Notre uber-président Macron, fan de start-ups disruptives et de tout ce que le bordel ambiant lui permet de passer en douce, serait-il le premier à rêver d’insurrection ? Décryptons son programme secret.
Une crise mondiale, c’est un peu comme un raz-de-marée magnitude 9 : ceux qui en ont les moyens (et les bestioles qui ont senti le truc venir) se font la malle, les autres paniquent, et à la fin il y a de la casse (et éventuellement, les gens crèvent). Ces derniers temps, la France a, comme le reste du globe, connu son lot de perturbations sismiques : d’un côté, les services publics rendent l’âme (on va bientôt devoir se résoudre à échelonner sur trois mois le paiement d’un billet Paris-Marseille), il faut s’arracher un rein pour une plaquette de beurre et faire une croix sur votre road-trip dans le Cotentin prévu pour les vacances de Noël.
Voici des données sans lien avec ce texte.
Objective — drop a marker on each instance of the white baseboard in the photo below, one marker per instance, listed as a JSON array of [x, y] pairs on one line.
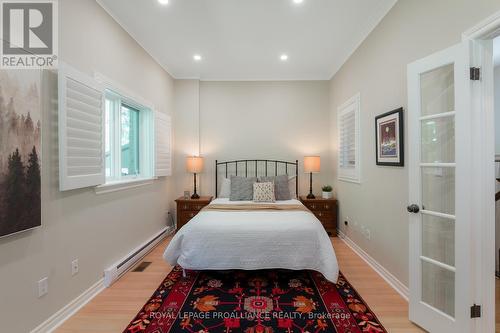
[[58, 318], [377, 267], [69, 309]]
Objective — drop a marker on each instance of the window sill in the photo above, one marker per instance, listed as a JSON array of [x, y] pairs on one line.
[[123, 185]]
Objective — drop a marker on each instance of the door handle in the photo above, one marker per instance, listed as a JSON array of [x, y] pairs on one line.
[[413, 209]]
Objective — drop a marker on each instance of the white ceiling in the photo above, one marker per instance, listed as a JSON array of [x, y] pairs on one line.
[[243, 39]]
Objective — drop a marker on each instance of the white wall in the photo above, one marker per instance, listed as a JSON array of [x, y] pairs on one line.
[[96, 229], [249, 120], [496, 51], [497, 107], [186, 127], [377, 69]]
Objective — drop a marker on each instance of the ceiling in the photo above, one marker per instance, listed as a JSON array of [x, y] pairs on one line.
[[244, 39]]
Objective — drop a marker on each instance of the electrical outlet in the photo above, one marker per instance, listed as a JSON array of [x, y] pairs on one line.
[[74, 267], [43, 287]]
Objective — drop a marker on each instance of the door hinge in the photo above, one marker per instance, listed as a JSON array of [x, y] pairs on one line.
[[475, 73], [475, 311]]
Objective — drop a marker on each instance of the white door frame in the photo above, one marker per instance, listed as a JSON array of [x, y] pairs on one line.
[[483, 171]]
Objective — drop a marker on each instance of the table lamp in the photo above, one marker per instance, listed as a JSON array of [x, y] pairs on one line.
[[194, 165], [311, 165]]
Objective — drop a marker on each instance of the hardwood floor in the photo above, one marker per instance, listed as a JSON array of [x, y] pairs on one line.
[[115, 307]]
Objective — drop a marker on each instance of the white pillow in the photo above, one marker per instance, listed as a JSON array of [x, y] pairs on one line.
[[225, 188], [292, 180], [263, 192]]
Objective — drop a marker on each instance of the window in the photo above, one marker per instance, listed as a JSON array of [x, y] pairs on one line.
[[348, 128], [128, 139]]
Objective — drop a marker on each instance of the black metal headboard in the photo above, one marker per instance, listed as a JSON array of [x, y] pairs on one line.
[[267, 168]]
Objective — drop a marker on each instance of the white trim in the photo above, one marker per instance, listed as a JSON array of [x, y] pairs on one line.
[[438, 165], [483, 234], [126, 95], [437, 214], [488, 28], [122, 266], [123, 185], [438, 263], [397, 285], [439, 115], [58, 318]]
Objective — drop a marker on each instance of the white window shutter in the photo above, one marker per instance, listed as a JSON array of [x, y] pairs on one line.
[[348, 127], [81, 130], [163, 145]]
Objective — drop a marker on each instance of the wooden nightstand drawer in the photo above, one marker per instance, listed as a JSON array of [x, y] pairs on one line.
[[325, 211], [317, 206], [188, 215], [324, 215], [188, 208]]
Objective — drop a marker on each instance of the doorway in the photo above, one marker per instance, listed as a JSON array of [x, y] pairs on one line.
[[451, 127]]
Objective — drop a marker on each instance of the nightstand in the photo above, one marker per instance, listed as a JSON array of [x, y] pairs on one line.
[[188, 208], [325, 210]]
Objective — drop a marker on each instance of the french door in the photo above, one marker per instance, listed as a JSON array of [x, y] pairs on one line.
[[440, 220]]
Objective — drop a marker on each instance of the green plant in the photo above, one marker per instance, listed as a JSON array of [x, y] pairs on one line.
[[327, 188]]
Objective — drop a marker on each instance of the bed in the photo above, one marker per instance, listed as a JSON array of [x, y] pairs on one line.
[[250, 236]]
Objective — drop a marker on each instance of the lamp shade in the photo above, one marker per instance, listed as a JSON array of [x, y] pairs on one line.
[[312, 164], [194, 164]]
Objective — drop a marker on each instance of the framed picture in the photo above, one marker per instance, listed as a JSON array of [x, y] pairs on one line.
[[389, 138], [20, 145]]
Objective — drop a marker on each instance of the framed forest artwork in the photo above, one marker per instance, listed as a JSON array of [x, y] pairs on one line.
[[389, 138], [20, 144]]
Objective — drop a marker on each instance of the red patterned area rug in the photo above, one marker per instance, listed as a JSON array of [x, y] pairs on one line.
[[267, 301]]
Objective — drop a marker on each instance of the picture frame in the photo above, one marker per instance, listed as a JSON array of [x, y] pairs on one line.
[[20, 151], [389, 138]]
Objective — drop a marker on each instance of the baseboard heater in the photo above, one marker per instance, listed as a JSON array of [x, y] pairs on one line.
[[115, 271]]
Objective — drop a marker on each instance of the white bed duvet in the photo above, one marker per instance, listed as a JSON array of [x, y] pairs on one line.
[[253, 240]]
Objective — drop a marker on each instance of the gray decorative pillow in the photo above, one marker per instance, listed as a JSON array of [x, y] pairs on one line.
[[263, 192], [281, 190], [242, 188]]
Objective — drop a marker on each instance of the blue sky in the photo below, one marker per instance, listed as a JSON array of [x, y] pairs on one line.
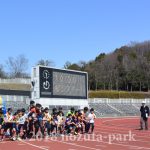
[[70, 30]]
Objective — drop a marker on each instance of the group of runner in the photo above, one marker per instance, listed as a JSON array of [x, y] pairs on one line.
[[29, 123]]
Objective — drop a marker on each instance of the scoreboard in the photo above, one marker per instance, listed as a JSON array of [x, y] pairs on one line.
[[61, 83]]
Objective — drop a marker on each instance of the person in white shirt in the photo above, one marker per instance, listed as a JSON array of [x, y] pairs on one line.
[[91, 118]]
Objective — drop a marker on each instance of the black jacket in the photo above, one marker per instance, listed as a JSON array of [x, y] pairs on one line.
[[144, 110]]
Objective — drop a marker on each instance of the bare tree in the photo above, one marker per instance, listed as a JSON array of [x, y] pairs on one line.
[[17, 66]]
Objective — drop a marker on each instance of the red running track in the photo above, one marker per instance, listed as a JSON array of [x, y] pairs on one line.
[[110, 134]]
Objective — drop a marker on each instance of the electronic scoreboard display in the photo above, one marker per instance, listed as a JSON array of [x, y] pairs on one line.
[[57, 83]]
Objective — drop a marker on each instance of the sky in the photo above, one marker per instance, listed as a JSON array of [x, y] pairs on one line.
[[70, 30]]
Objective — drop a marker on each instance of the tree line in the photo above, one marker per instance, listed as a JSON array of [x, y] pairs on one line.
[[126, 68]]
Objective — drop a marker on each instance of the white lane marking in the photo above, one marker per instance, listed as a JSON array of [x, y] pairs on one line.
[[73, 144], [39, 147]]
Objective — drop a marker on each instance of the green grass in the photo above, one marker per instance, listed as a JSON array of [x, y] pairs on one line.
[[118, 94]]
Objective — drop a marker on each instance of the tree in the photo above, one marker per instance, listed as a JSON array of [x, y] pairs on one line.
[[17, 66]]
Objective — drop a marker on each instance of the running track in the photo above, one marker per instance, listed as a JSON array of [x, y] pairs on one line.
[[110, 134]]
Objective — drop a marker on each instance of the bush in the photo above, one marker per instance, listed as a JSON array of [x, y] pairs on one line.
[[118, 94]]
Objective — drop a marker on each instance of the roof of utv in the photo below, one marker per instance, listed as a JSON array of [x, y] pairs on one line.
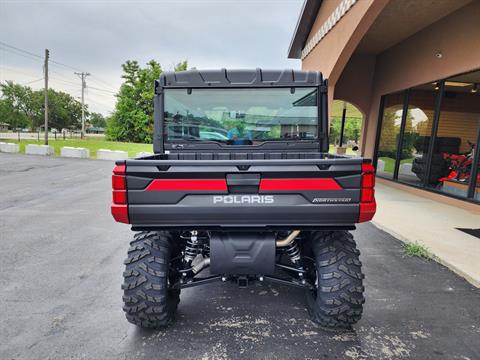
[[239, 78]]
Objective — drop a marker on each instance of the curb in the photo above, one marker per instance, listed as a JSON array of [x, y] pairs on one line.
[[446, 263]]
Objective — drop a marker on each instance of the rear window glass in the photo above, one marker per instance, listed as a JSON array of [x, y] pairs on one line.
[[241, 116]]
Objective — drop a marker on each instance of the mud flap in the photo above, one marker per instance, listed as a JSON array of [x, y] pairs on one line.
[[242, 253]]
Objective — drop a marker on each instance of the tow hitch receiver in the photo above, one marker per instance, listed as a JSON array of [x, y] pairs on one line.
[[247, 253]]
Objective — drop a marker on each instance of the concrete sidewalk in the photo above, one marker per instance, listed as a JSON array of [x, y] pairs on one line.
[[413, 218]]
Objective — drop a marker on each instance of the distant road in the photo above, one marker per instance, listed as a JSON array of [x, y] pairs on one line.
[[34, 135]]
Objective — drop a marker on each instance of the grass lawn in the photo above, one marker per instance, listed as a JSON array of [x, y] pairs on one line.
[[93, 144], [390, 163]]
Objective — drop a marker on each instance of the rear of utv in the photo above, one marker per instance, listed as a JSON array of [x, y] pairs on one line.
[[241, 189]]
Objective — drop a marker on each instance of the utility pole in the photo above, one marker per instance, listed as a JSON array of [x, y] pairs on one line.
[[47, 53], [82, 76]]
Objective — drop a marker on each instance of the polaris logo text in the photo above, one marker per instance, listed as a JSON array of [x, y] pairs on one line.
[[243, 199], [331, 200]]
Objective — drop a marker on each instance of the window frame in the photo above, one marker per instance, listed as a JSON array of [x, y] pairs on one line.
[[433, 138]]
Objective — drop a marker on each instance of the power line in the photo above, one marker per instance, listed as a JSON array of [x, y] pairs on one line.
[[35, 55], [30, 55], [33, 81], [100, 81], [17, 71], [105, 90], [21, 50]]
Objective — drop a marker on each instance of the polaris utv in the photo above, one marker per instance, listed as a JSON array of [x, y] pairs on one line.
[[241, 188]]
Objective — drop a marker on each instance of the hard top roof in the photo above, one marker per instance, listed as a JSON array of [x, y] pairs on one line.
[[239, 78]]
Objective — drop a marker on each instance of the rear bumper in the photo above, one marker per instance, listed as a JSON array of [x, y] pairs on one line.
[[303, 216]]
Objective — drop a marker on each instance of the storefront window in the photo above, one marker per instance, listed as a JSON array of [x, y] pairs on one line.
[[450, 109], [454, 145], [391, 122], [416, 137]]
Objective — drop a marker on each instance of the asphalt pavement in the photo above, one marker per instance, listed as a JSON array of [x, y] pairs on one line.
[[61, 264]]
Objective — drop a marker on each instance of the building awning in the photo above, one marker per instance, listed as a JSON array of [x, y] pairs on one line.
[[304, 25]]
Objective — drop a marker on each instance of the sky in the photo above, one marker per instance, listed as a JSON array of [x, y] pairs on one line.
[[98, 36]]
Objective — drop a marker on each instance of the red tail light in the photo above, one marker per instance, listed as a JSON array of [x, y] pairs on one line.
[[119, 195], [367, 194]]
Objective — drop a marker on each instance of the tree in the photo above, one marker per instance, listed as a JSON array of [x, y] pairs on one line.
[[64, 112], [97, 120], [20, 106], [132, 119]]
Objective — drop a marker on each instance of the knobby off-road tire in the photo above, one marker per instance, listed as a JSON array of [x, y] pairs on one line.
[[148, 301], [337, 302]]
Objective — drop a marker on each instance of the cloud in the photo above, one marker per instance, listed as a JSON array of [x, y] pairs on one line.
[[98, 36]]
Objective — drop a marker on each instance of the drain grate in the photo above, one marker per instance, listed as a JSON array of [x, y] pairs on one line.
[[473, 232]]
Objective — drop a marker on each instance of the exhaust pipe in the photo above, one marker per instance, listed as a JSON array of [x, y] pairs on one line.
[[288, 240], [201, 265]]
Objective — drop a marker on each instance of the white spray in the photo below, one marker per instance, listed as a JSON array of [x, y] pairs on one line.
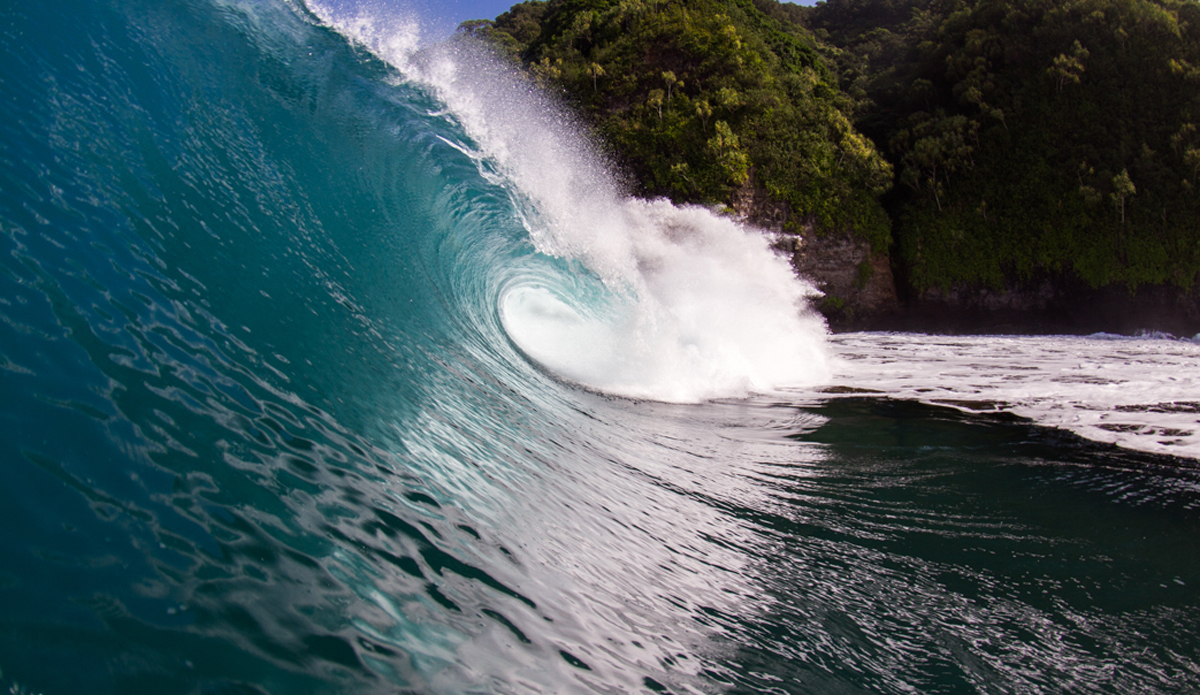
[[700, 306]]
Au même moment, on apprend que « les dividendes versés par les grandes entreprises [à leurs actionnaires] ont atteint un niveau record de 44 milliards d’euros au deuxième trimestre en France » (Les Échos). Et notre cheikh jupitérien, au milieu de tout ça, s’offre des sensations estivales l’air de dire « après moi, le déluge », tout en nous invitant, quelques jours après son jet-trip, à la « sobriété ». Résultat ? Confusion partout, stabilité nulle part. Suite logique de ses mesures ultra-libérales ?
CHOC DES CULTURES
« Macron déteste toutes les organisations sociales protégées par leurs règles, qu’il s’agisse des corps sociaux (comme l’ordre des médecins) ou des syndicats », indique Matthieu Aron (auteur, avec Caroline Michel-Aguirre, des Infiltrés, Comment les cabinets de conseil ont pris le contrôle de l’État, éclairant essai paru aux éditions Allary). Qu’il s’agisse des Uber Files (entre 2014 et 2017, Manu, alors ministre de l’Économie, aide l’entreprise de VTC à s’implanter en France, au mépris de la loi et des tacos français), de la répression des Gilets jaunes ou de l’histoire des cabinets de conseil (un marché qui dépasse nos frontières et dont le gouvernement a largement graissé la patte), on comprend que notre président n’aime pas ce qui fait bloc et qui lui résiste.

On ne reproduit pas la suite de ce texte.